Thanks for your answer.
Stef


----------



## chickenmommy (Aug 24, 2004)

I can't help with your issues but I can agree with you 100%. I had an HP digital and it died so we replaced it with the Kodak V1003. Great pics, hate the software. The HP downloaded directly into my pictures folder. I have to move pics from Kodak easyshare to my pics folder. Hate it. Oh did I say how much I dislike this software? Waiting for this camera to die!


----------



## comfortablynumb (Nov 18, 2003)

http://www.irfanview.com/
free good basic photo editor + more.

my advice is to get a USB card reader (looks like a thumb drive) and dump your data that way.

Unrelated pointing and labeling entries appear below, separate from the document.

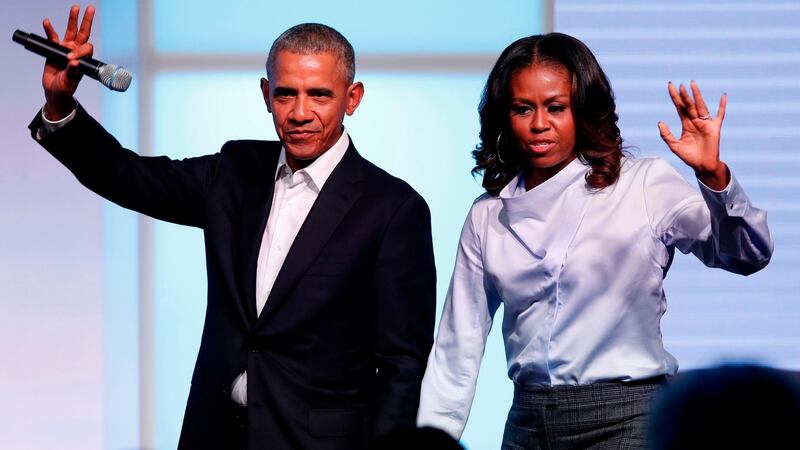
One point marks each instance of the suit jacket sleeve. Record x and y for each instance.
(404, 286)
(157, 186)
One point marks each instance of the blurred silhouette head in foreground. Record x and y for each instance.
(731, 406)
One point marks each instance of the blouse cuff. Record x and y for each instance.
(731, 201)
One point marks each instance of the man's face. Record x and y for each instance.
(308, 97)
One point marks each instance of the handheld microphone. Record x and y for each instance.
(111, 76)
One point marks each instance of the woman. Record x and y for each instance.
(574, 239)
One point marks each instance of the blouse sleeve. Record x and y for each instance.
(722, 228)
(451, 376)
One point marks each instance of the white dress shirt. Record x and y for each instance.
(580, 274)
(292, 199)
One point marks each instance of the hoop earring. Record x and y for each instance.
(497, 148)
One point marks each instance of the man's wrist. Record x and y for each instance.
(57, 110)
(717, 179)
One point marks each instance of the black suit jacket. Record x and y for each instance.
(338, 353)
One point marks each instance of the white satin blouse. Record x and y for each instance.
(580, 274)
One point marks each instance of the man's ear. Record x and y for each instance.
(265, 93)
(355, 92)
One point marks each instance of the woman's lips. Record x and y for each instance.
(541, 146)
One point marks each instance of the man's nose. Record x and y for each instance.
(302, 110)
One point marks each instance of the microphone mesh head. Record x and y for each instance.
(115, 77)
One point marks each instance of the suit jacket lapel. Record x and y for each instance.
(255, 212)
(335, 199)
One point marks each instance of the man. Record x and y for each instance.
(320, 266)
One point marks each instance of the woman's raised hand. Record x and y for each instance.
(698, 145)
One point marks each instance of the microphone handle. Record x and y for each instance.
(56, 52)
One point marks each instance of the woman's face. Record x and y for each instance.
(541, 118)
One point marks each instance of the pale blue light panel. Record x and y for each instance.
(119, 113)
(412, 26)
(420, 127)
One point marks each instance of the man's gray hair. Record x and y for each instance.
(314, 39)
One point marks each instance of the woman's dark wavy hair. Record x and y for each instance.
(597, 138)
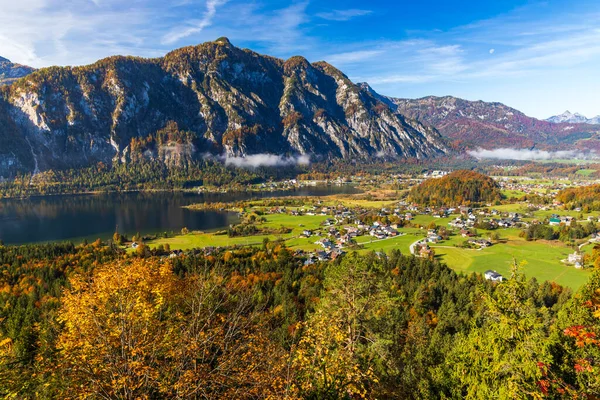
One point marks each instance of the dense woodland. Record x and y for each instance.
(90, 321)
(457, 188)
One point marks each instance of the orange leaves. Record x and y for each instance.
(136, 330)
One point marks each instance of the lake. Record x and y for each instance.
(78, 217)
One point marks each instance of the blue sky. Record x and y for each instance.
(541, 57)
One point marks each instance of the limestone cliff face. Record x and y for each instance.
(478, 124)
(10, 72)
(234, 101)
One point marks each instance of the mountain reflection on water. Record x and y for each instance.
(75, 217)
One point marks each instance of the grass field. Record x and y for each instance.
(543, 259)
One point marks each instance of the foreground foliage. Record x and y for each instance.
(92, 322)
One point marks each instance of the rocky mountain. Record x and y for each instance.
(478, 124)
(9, 72)
(229, 101)
(576, 118)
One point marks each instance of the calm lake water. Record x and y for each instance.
(57, 218)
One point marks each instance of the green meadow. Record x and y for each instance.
(542, 259)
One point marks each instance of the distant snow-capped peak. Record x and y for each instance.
(575, 118)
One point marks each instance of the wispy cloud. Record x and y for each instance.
(353, 56)
(530, 155)
(194, 26)
(343, 15)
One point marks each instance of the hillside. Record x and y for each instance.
(9, 72)
(575, 118)
(234, 102)
(457, 188)
(479, 124)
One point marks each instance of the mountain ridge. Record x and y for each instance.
(231, 101)
(10, 72)
(490, 125)
(569, 117)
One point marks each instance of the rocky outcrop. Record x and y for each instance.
(234, 102)
(478, 124)
(9, 72)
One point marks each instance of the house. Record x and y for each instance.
(575, 259)
(425, 251)
(176, 253)
(493, 276)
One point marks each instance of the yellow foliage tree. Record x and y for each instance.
(134, 330)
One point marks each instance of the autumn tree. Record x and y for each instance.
(344, 338)
(135, 330)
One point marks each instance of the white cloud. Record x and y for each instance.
(530, 155)
(343, 15)
(353, 56)
(194, 26)
(265, 160)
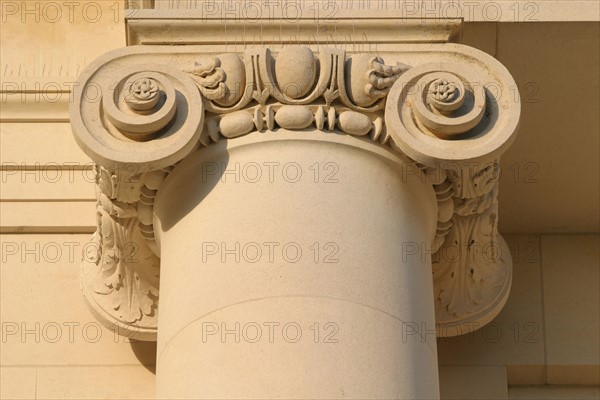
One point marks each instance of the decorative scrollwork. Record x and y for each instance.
(444, 117)
(441, 115)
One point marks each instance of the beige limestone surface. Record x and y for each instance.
(542, 53)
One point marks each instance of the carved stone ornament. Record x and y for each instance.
(447, 109)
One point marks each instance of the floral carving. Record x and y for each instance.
(120, 278)
(381, 77)
(359, 95)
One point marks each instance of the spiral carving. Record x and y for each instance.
(151, 118)
(144, 103)
(444, 112)
(446, 105)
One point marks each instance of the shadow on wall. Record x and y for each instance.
(145, 353)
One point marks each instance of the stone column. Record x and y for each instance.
(290, 282)
(317, 217)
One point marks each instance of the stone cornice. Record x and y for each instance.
(275, 28)
(449, 110)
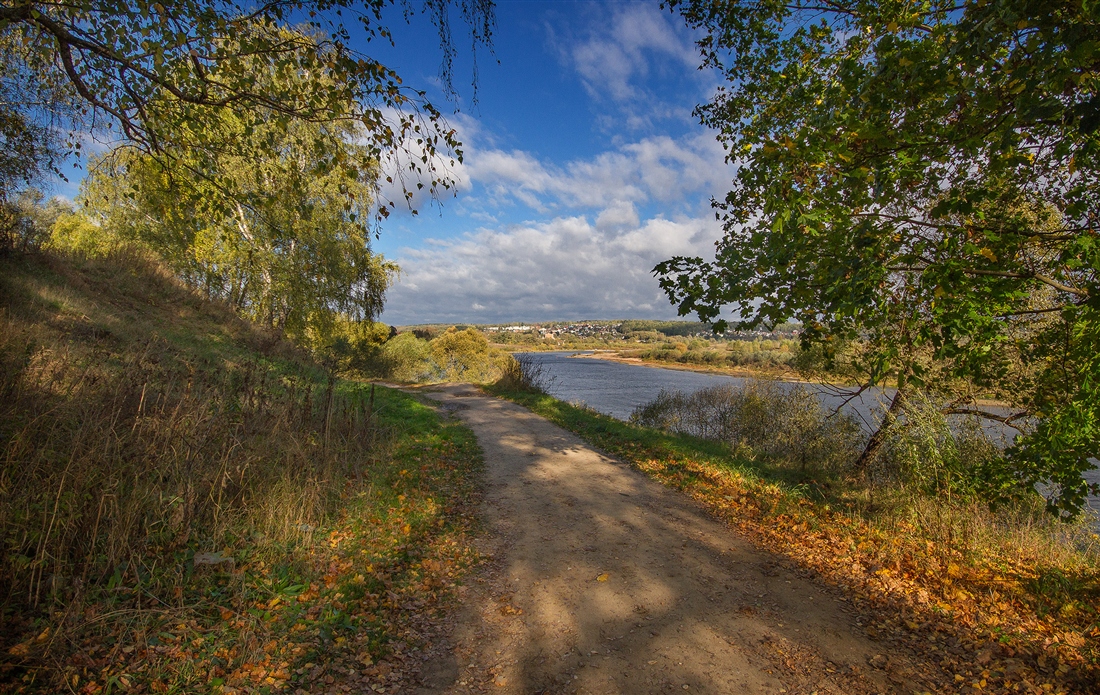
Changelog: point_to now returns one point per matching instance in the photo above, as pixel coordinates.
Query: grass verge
(985, 598)
(188, 504)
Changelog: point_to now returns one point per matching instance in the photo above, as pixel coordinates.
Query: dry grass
(142, 427)
(1009, 597)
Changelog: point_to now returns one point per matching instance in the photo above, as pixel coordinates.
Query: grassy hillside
(188, 504)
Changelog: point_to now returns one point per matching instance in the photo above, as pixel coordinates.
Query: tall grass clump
(166, 469)
(112, 462)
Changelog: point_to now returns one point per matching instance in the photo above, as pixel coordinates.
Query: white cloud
(653, 169)
(562, 268)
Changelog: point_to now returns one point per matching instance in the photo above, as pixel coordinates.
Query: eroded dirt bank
(604, 582)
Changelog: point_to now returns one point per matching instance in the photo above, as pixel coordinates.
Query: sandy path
(605, 582)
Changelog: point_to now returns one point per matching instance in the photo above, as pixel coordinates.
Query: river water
(616, 389)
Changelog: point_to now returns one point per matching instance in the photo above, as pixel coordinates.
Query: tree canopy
(921, 176)
(156, 75)
(270, 225)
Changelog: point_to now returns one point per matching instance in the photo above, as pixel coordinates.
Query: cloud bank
(563, 268)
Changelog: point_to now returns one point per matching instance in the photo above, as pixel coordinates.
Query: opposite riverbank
(1005, 602)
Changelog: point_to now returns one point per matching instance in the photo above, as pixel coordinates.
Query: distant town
(638, 330)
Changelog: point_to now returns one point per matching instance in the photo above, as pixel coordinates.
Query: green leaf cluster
(275, 222)
(921, 176)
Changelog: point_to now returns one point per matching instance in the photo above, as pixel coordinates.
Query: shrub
(781, 421)
(523, 373)
(406, 357)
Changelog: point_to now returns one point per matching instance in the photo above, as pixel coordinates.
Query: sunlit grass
(188, 503)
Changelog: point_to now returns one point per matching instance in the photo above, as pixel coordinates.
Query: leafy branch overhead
(921, 176)
(157, 76)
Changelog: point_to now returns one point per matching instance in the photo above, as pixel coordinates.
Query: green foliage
(25, 220)
(782, 421)
(406, 357)
(163, 75)
(922, 177)
(271, 227)
(74, 233)
(525, 374)
(666, 328)
(463, 355)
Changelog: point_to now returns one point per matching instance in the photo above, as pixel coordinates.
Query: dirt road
(604, 582)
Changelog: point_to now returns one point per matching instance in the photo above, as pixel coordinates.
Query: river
(616, 388)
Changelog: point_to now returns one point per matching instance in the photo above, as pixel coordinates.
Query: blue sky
(583, 167)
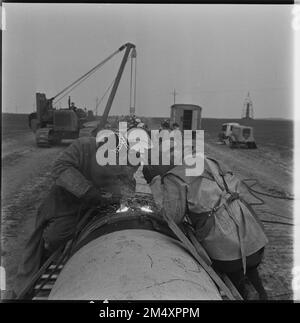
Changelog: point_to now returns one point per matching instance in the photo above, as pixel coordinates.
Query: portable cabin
(187, 116)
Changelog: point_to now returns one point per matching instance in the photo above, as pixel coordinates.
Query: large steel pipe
(133, 264)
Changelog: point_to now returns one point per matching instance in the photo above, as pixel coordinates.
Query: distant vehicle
(51, 126)
(236, 136)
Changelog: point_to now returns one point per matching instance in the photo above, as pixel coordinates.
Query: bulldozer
(51, 125)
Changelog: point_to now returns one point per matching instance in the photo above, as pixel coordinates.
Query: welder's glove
(94, 197)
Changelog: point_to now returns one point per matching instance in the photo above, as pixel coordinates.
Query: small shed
(188, 116)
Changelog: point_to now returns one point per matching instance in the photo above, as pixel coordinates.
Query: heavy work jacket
(76, 170)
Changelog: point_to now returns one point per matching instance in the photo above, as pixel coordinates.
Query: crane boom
(103, 121)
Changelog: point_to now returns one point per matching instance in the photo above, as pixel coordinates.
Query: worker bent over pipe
(80, 182)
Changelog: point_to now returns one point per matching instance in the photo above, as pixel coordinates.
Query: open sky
(211, 54)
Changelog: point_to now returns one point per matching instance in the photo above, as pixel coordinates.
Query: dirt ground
(26, 180)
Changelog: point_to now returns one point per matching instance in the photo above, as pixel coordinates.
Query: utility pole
(174, 93)
(97, 104)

and use the program above to fix or resize them.


----------



## Xeract (Aug 2, 2007)

Irfanview is a great little program, I've used it in the past and considering it is free it's brilliant.


----------



## rzrubek (May 13, 2004)

I have used the Easyshare software for quite a long time. There are settings in the menu to change where to download pics to and to adjust other things. I really like the redeye reduction part of the software. Otherwise, I use photoshop to do real editing on photos. If you don't want to use it, just shut it down, uninstall it. Then you can just plug the usb cable into your camera, and into the computer, then turn the camera on and you should get a window pop up asking you what to do. Be sure to turn the camera off before unplugging the USB cable or you may fry your memory card {ask me how I know} If that doesn't work with Win98, then just do as above, but go to My Computer and you should see it as another drive and open the folders and copy your pics that way. The software is much easier to use for downloading the pics.


----------



## stef (Sep 14, 2002)

Thank you, RZ for your answer.
Can you tell me, if I un install the easyshare software, but later change my mind, can it be reinstalled? I have the cd.
Thanks, Stef


----------



## rzrubek (May 13, 2004)

Stef said:


> Thank you, RZ for your answer.
> Can you tell me, if I un install the easyshare software, but later change my mind, can it be reinstalled? I have the cd.
> Thanks, Stef


Yes, I have had to reinstall it a couple of times. Just be sure to use the uninstaller. I keep mine on the computer just for the red eye tool/feature, very simple to use and works pretty good. Good Luck.


----------